TALLADEGA, Ala. — The slumping Roush Fenway Racing organization got a slight boost Friday when Ricky Stenhouse Jr. and Vancouver’s Greg Biffle paced the field in a pair of practice sessions at Talladega Superspeedway.
Stenhouse turned in the fastest lap at 200.780 mph in the first session Friday, and Biffle topped the second at 197.859.
Both drivers credited the draft for their fast laps, but will take it however it comes in this season of small gains.

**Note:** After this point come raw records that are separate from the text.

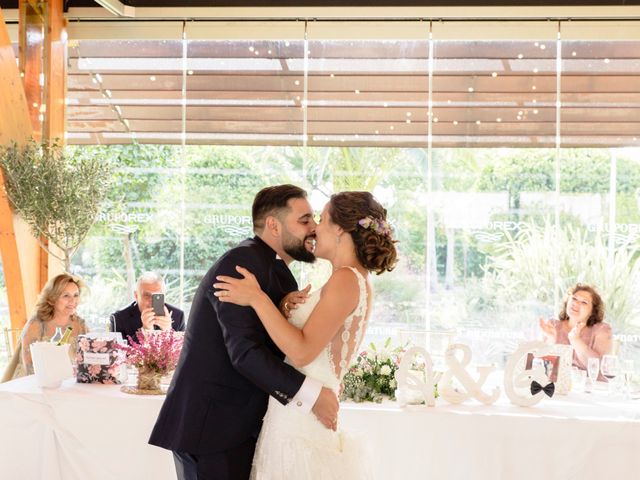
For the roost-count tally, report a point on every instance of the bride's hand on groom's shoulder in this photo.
(292, 300)
(241, 291)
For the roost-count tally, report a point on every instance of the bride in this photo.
(320, 338)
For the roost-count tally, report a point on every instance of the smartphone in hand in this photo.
(157, 303)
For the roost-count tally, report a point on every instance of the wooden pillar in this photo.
(54, 101)
(43, 64)
(15, 126)
(33, 107)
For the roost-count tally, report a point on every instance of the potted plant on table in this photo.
(154, 354)
(57, 192)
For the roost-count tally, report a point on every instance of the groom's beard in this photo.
(296, 248)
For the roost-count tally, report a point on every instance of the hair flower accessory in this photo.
(379, 226)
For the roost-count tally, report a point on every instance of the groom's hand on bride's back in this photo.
(326, 408)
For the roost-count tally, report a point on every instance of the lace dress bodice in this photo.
(330, 366)
(294, 445)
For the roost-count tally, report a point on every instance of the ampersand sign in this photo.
(409, 381)
(471, 388)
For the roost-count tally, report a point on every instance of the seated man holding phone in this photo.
(148, 311)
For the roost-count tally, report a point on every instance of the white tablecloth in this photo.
(87, 432)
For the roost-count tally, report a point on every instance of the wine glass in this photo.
(593, 367)
(609, 369)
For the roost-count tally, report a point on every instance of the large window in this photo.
(507, 154)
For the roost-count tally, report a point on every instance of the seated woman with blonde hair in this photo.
(580, 324)
(55, 307)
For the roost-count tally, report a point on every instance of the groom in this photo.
(229, 366)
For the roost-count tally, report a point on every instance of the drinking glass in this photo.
(627, 375)
(593, 367)
(609, 369)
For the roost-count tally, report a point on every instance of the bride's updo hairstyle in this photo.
(359, 214)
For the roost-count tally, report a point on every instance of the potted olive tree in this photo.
(57, 192)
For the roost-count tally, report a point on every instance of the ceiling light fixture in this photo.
(117, 8)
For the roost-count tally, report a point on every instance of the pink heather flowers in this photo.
(158, 351)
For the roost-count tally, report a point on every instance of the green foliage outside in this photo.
(174, 210)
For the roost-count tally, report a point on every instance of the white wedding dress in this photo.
(296, 446)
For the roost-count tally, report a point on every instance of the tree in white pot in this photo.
(57, 193)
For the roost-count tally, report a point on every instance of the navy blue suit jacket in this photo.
(128, 320)
(228, 366)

“We know it’s a speedway and catching the right draft is what helps you propel up the board, but it’s always nice to see,” said Stenhouse, who celebrated a season-best finish of fourth three weeks ago at Bristol. “It doesn’t matter what track you’re at you like to win practice, win qualifying and win the race, so it’s a good start for us.
Stenhouse, who followed his strong Bristol run with a 28th-place finish Sunday at Richmond, believes his No. 17 Ford is strong enough to contend for the win Sunday. The reality is, it’s a wide-open field at Talladega, where NASCAR requires the use of horsepower-sapping restrictor plates and multi-car accidents are common.
It can lead to chaotic finishes and random winners, which Stenhouse acknowledged.
But he’ll take his first career Sprint Cup Series race anyway he can get it.
“I don’t care if it’s in one piece as long as I cross the finish line first. I’ll do it upside-down. I don’t care,” he said.
Stenhouse missed the Talladega race last October when drivers attempted to manipulate the qualifying process and it ended with him being shut out from the 43-car field. It was a huge blow for a top-funded organization and again showed that NASCAR’s group qualifying system wasn’t suited for plate races.
But NASCAR stuck with the system for the season-opening Daytona 500, and driver manipulation again made it a debacle.
So NASCAR scrapped it for this weekend and will use a hybrid format of single-car qualifying and knockout rounds.
Qualifying on Saturday for the Sprint Cup race will be in two rounds with the 12 fastest cars advancing to the final round. The cars will be released at predetermined timed intervals and get one lap each.
Among the drivers who were thrilled with the change was Stenhouse girlfriend Danica Patrick.
“Ricky and I looked at each other this morning and we go, ‘I’m so glad the qualifying has changed,’ ” Patrick said Friday. “It just was, I feel, like a very unnecessary stress for everybody. I felt like I was on ‘Survivor’ and trying to make alliances and finding out the best thing to do was to not have any and just be the one that tags onto the group, because nobody really cared if it was just one car.”
Reigning NASCAR champion Kevin Harvick praised what qualifying has become after a disastrous Daytona 500 session that saw accidents that sent drivers into backup cars.
“We were tearing up a lot of racecars in qualifying,” he said. “It just didn’t work. Running last to be first just didn’t make sense in a lot of our heads. I think the sped-up single-car process with one lap, hopefully it makes as much sense as everybody thinks it’s going to, and make the process that much better.”
Biffle thinks the qualifying format it will work out well for the Roush cars, which have the speed to earn strong starting spots for Sunday.
“I’m really happy with the way they changed qualifying because it’s the speed of the car — it’s not who got the lucky lane or who got a draft or who laid back so far and got sucked up on a big run,” Biffle said. “For this type of racing we need to probably do this kind of qualifying like we’re going to do. I feel like that’s the right way to do it.”